The NRA has been pushing the women as shooters for the last few years with the consequent appearance of feminine-styled products like clothing, jewelry, pink gun grips and the like, but sticking a gun into a molded holster and then concealing the holster in the cleavage between a woman’s breasts really takes the cake. And what I love most of all is the gung-ho image of raising the garment up with one hand and yanking out the gun with the other. If this isn’t right out of some early Angelina Jolie action flick that she and Brad would now rather forget, I don’t know what’s what.

The only problem with this marketing plan is that the movement of women into becoming serious shooters hasn’t really caught on. Yea, yea, I know there are a few blogs out there for the chicks with guns and the NRA video channel features some girls who look like they almost made the final cut to do commentaries on Fox News or sideline interviews for the NFL. But if all those women are flocking into gun shops to get all armed up, how come gun sales continue to slide?
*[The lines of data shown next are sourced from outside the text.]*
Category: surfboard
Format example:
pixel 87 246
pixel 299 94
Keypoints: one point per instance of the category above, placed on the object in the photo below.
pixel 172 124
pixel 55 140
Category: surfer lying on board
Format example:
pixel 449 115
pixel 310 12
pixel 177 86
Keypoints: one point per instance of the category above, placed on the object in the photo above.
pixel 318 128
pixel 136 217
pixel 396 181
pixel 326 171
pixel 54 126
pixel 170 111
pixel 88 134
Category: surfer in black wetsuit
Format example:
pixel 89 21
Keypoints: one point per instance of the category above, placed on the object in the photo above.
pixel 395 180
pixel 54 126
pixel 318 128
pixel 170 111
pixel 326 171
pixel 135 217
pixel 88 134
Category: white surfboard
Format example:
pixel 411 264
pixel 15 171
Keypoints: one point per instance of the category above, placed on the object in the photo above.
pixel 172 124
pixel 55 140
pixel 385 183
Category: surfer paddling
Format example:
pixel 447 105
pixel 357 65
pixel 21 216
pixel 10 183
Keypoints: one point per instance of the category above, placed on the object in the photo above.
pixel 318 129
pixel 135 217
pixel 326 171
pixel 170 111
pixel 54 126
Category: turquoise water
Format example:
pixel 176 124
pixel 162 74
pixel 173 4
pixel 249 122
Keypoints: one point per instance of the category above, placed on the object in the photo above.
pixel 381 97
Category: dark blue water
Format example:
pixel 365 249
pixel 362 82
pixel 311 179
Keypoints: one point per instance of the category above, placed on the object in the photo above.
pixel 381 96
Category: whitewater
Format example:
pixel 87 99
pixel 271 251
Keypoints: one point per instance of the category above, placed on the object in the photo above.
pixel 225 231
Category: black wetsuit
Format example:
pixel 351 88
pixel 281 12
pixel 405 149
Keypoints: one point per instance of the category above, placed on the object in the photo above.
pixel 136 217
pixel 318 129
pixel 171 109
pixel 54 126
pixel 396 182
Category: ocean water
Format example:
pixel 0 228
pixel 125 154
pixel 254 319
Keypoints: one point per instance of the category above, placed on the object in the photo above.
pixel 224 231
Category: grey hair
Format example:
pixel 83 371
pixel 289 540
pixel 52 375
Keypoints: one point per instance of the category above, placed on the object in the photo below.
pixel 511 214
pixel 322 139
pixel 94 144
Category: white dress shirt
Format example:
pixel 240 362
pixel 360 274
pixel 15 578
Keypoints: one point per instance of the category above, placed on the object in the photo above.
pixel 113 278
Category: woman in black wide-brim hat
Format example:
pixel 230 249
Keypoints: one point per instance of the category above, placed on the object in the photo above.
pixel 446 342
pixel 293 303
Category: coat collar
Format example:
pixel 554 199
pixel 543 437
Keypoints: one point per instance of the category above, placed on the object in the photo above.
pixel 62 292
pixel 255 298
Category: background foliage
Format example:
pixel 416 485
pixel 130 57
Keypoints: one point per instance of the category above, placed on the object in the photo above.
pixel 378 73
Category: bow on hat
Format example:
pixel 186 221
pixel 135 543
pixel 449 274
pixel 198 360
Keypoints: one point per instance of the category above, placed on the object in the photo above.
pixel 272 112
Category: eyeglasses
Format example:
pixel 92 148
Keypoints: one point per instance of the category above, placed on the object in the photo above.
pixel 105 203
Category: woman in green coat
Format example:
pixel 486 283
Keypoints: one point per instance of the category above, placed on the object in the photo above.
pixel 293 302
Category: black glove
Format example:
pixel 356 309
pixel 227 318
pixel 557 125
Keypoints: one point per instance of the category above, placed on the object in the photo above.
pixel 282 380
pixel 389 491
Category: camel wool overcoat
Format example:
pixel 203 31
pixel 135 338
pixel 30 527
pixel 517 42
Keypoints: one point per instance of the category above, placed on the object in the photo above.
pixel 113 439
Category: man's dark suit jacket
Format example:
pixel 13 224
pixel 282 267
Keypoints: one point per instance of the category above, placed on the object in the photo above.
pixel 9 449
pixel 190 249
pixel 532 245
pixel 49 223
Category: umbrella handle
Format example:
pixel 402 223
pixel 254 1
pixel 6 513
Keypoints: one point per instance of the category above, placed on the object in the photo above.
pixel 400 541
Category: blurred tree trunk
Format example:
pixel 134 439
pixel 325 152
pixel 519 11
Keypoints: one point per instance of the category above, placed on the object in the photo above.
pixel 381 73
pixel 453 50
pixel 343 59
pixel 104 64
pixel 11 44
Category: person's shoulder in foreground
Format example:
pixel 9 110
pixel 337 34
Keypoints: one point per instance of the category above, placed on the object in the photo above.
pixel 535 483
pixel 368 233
Last year the NRA rewrote its training course known as “Personal Protection in the Home.” In fact, the intro says that the course was especially developed by the “women of the NRA.” The course, which I am certified to teach, explains “how to make your home less appealing to professional criminals, avoiding confrontation, and thoroughly covers the practical use of a firearm as a last resort to defend your home and family.” It covers subjects like security systems, telephone and other communications, locks on windows and doors and, of course, some hands-on training if either you or the trainer happens to show up with a gun. There’s even a section on what to do and what not to do after you’ve shot the bad guy coming through the back door; i.e., don’t touch the body, keep your mouth shut when the cops arrive, make sure you have a good lawyer, all the usual stuff. Interesting that there’s nothing in the course about what to do if the bad guy shoots you first.

The truth is that where women are concerned, most if not nearly all the “bad guys” who attack them happen to be their husbands, their ex-husbands or their boyfriends, none of whom are considered to be “professional criminals” by any stretch at all. In fact, women are 15% of the homicide victims each year, most of them killed with a gun, and when a woman does pull out a piece and bangs away, it’s always a husband, a lover or some other type of intimate partner violence that provoked the use of a gun.

Last week Michigan’s Republican Governor, Rick Snyder, vetoed a bill that would have lessened certain safeguards for the issuance of CCW permits where there was a history of domestic abuse. In their usual fashion the NRA supported the bill because any removal of restrictions on gun ownership leads to more guns. The NRA is delusional if it really believes that women will buy into any kind of self-protection that doesn’t start and end with the issue of IPV. And women aren’t going to be persuaded otherwise because they can now use a holster to buckle themselves up.